Das Versagen der Uno-Friedenstruppen
Der neue Amnesty-Bericht zeigt auch schwere Verfehlungen der Uno-Friedenstruppen auf. Die Reaktion der Uno-Truppen auf die Gewalt war «enttäuschend und unangemessen». Zivilpersonen wurden nicht vor Vergewaltigungen und Tötungen geschützt.
Eine 24-jährige Nuer-Frau wurde vor dem Uno-Stützpunkt in Jebel von fünf Regierungssoldaten vergewaltigt. Ihren Angaben zufolge konnten sowohl Angehörige der Uno-Friedenstruppe als auch private Sicherheitsleute die Tat beobachten, kamen ihr aber nicht zu Hilfe.

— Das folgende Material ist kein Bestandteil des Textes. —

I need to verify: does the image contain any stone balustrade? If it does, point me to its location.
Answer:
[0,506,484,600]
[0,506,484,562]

Auch beim Angriff auf das Hotel Terrain, bei dem Frauen von mehreren Männern vergewaltigt wurden, griffen die Uno-Truppen nicht ein, obwohl ihr Stützpunkt nur einen Kilometer entfernt liegt.

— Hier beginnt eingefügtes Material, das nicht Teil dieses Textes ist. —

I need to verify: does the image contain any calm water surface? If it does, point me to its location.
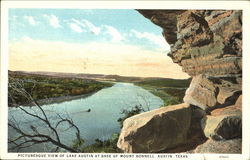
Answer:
[9,83,163,152]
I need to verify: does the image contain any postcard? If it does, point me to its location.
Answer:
[0,1,250,160]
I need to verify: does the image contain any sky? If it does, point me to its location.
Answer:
[8,9,188,78]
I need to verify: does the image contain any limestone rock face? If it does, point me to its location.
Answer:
[117,104,192,153]
[117,10,242,153]
[191,138,242,154]
[139,10,242,109]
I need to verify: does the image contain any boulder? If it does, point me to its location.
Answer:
[117,103,192,153]
[201,105,242,140]
[194,138,242,154]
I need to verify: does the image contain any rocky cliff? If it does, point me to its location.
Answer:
[118,10,242,153]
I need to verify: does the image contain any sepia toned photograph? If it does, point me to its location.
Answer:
[1,0,249,159]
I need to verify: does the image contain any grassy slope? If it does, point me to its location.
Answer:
[8,72,112,106]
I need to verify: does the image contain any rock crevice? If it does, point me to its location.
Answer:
[118,10,242,153]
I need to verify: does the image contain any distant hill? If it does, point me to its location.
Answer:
[9,70,190,82]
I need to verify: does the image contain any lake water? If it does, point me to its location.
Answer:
[9,83,163,152]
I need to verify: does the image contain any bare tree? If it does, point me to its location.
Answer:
[8,79,83,152]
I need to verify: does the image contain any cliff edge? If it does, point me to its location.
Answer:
[117,10,242,153]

Während der Kämpfe haben Uno-Friedenstruppen sogar ihre Stellungen verlassen, als sie in einer der für Zivilpersonen eingerichteten Schutzzonen, POC 1, unter Feuer gerieten. Die Zivilpersonen wurden dadurch schutzlos zurückgelassen.
Uno-Friedenstruppen gefährdeten die Zivilbevölkerung sowohl durch ihre Handlungen als auch durch ihre Untätigkeit. In einem Fall schossen Uno-Truppen Tränengas in eine Gruppe verängstigter Nuer-Angehöriger auf dem Uno-Stützpunkt Jebel.

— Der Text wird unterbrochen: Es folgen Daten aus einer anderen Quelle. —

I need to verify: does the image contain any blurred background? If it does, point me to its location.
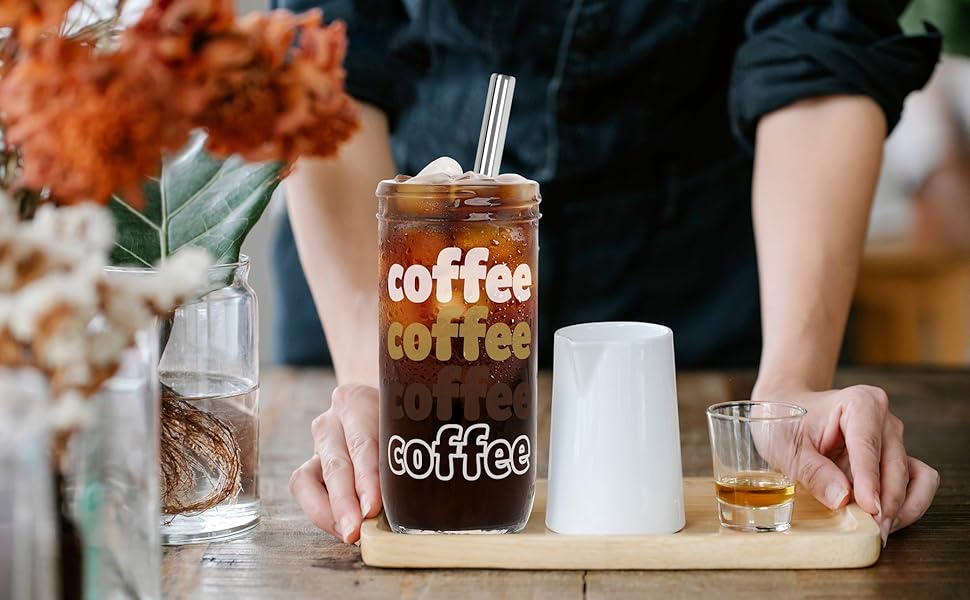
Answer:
[846,0,970,365]
[237,0,970,365]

«Die Uno-Friedenstruppen sind an ihrer Aufgabe gescheitert, die Zivilbevölkerung zu schützen. Sie standen untätig daneben, als Menschen vergewaltigt und getötet wurden», so Joanne Mariner.
Verantwortliche für Gewalt müssen zur Rechenschaft gezogen werden
Der neue Amnesty-Bericht kritisiert auch den Einsatz von Militärgerichten bei Verfahren, in denen Soldatinnen und Soldaten Straftaten zur Last gelegt werden. Angesichts des chronischen Versagens der Justiz im Südsudan muss ein sogenannter hybrider Gerichtshof für schwere Menschenrechtsverbrechen, wie dem vorsätzlichen Töten von Zivilpersonen, eingesetzt werden. Ein hybrider Gerichtshof setzt sich aus internationalen und südsudanesischem juristischem Personal zusammen.
«Systematische Vergewaltigungen und Tötungen dürfen nicht straffrei bleiben. Die Regierung des Südsudan muss sicherstellen, dass diese Taten umgehend, unparteiisch und unabhängig untersucht werden. Diejenigen, die solcher Verbrechen verdächtigt werden, müssen in fairen Verfahren vor zivilen Gerichten und ohne Todesstrafe zur Verantwortung gezogen werden», so Mariner.